Alexandra Lamy : ce qu’elle touche chaque année pour les rediffusions de Un gars, une fille
Alexandra Lamy, l’actrice française bien connue, fait à nouveau parler d’elle en 2026, cette fois pour une double révélation. Le 9 juillet, elle a annoncé avoir réussi à se défaire de son addiction au tabac après quatorze tentatives de sevrage, un combat personnel accueilli avec de nombreux témoignages de soutien. Cependant, une autre de ses confidences, faite quelques mois auparavant lors d’une interview sur France Inter, a surpris le public : les revenus générés par les rediffusions de la série emblématique Un gars, une fille restent extrêmement modestes, à mille lieux des revenus faramineux engrangés par les stars des grandes séries américaines comme Friends.

La série Un gars, une fille, diffusée de 1999 à 2003 sur France 2, a marqué le paysage télévisuel français en mettant en scène le couple formé par Chouchou et Loulou, incarnés par Alexandra Lamy et Jean Dujardin. Au fil de ses quatre années d’existence, cette comédie a conquis un public fidèle et s’est ancrée dans la culture populaire. Plus de vingt ans après la fin de sa production, les épisodes continuent d’être régulièrement rediffusés, séduisant aussi bien les nostalgiques que de nouvelles générations de téléspectateurs.
Contrairement à ce que l’on pourrait penser, cette longévité ne se traduit pas par des revenus importants pour les acteurs principaux. Lors de son passage dans l’émission La Bande originale, Alexandra Lamy a révélé que les sommes perçues en droits d’auteur liés à ces rediffusions étaient quasiment anecdotiques. « Tout le monde le pense. Un gars, une fille, ça doit nous rapporter par an, au maximum, dans les bonnes années, 100 euros, je pense », a-t-elle déclaré, provoquant l’étonnement de l’animateur Nagui. L’actrice a expliqué que leurs contrats d’époque ne prévoyaient pas de rémunérations durables sur la diffusion répétée de la série, situation qu’elle qualifie d’ « arnaque ».

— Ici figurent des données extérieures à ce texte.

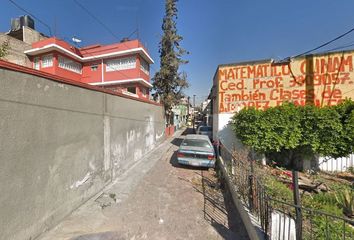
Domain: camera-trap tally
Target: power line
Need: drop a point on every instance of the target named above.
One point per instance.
(21, 8)
(341, 47)
(97, 19)
(325, 44)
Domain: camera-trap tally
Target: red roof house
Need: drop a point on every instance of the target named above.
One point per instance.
(122, 67)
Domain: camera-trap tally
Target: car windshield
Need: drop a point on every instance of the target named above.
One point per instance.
(196, 143)
(205, 129)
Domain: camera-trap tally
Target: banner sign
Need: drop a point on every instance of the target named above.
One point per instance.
(318, 79)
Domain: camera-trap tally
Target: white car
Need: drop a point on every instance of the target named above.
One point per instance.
(205, 130)
(196, 150)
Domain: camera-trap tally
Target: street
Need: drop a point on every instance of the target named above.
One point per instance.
(156, 199)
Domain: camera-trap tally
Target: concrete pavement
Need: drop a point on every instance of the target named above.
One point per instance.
(156, 199)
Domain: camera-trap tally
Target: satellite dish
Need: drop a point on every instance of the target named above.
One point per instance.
(76, 40)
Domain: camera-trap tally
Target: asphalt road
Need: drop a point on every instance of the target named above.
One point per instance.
(156, 199)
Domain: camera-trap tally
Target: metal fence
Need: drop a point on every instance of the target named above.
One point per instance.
(278, 218)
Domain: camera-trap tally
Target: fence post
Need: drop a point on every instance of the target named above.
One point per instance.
(298, 220)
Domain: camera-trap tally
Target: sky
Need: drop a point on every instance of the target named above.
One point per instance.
(214, 31)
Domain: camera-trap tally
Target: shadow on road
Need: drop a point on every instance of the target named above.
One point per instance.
(99, 236)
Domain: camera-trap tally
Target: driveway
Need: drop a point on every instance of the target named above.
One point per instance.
(156, 199)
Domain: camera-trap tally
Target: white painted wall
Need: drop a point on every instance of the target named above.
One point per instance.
(336, 165)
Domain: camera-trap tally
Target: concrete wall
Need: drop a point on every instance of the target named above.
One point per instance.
(60, 144)
(16, 50)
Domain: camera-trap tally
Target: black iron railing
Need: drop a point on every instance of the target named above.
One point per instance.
(278, 218)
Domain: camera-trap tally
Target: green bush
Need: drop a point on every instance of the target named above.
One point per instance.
(297, 132)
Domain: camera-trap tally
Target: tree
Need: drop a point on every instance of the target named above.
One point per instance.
(168, 82)
(4, 47)
(290, 133)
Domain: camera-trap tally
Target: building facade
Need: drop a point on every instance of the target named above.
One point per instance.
(122, 67)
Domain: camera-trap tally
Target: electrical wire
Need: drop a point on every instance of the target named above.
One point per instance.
(325, 44)
(341, 47)
(24, 10)
(97, 19)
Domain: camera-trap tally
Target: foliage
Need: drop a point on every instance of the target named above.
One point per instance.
(345, 200)
(4, 47)
(168, 82)
(297, 132)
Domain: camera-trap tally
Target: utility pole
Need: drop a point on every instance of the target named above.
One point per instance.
(194, 113)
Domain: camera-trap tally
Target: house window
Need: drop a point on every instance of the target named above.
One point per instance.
(36, 63)
(131, 90)
(143, 92)
(47, 61)
(69, 64)
(144, 66)
(120, 64)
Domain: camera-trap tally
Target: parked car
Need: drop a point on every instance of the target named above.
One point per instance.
(196, 150)
(205, 130)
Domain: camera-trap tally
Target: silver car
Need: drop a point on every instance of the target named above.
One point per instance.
(205, 130)
(196, 150)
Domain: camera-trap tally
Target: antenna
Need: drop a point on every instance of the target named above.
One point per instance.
(76, 40)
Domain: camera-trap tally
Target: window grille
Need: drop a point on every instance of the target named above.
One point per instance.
(144, 66)
(69, 64)
(36, 64)
(47, 61)
(120, 64)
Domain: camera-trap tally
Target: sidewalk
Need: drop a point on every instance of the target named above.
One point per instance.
(155, 199)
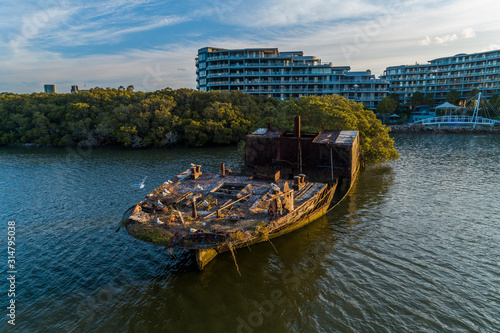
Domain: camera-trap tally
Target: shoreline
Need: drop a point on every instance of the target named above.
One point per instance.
(419, 129)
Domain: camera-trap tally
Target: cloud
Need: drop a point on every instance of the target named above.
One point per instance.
(468, 33)
(444, 39)
(424, 42)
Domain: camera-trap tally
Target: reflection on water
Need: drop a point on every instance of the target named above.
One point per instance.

Un système contractuel d’autrefois qui pénalise les artistes
Au tournant des années 2000, lorsque Un gars, une fille a été créée, le secteur audiovisuel en France fonctionnait dans un contexte bien différent. Les contrats des comédiens ne prenaient pas en compte les futurs supports de diffusion, notamment l’arrivée des plateformes de streaming qui allaient révolutionner la consommation des séries. Le marché des rediffusions était également moins dynamique, ce qui conduisait à des négociations souvent simplifiées, sans anticipation des droits résiduels pour les acteurs.
Alexandra Lamy a témoigné que cette situation était partagée par d’autres personnalités du milieu, citant les exemples de comédiens comme ceux des Inconnus, qui ont eux aussi signé des contrats peu avantageux à cette époque. « Je crois qu’au bout d’un moment, on ne touche plus rien. C’était toutes les années où les acteurs signaient des trucs sans savoir », a-t-elle précisé. Ainsi, la stabilité financière promise par le succès durable d’une œuvre n’a pas toujours été au rendez-vous pour ces générations d’artistes.
Cette réalité rencontre un contraste saisissant avec la manière dont fonctionnent les contrats aux États-Unis, notamment pour les grosses productions, où les acteurs bénéficient souvent de droits substantiels sur les rediffusions et autres exploitations commerciales. Par exemple, Lisa Kudrow, célèbre pour son rôle de Phoebe Buffay dans la sitcom Friends, a révélé en avril 2026 qu’elle continuait de percevoir environ 20 millions de dollars par an en revenus issus des rediffusions. Ses co-stars Jennifer Aniston, Courteney Cox, Matt LeBlanc et David Schwimmer bénéficient également de ces royalties, tandis que la succession de Matthew Perry maintient ce flux financier.
La disparité est d’autant plus frappante lorsque l’on compare cette manne financière aux quelques centaines d’euros que gagnent les comédiens français issus de Un gars, une fille. Malgré ce décalage, Alexandra Lamy souligne que cette série demeure une étape fondatrice de sa carrière. Grâce à ce programme, elle s’est imposée comme une figure majeure du paysage audiovisuel français, avant de poursuivre une trajectoire cinématographique riche avec des films tels que Retour chez ma mère, Tout le monde debout ou La Chambre des merveilles.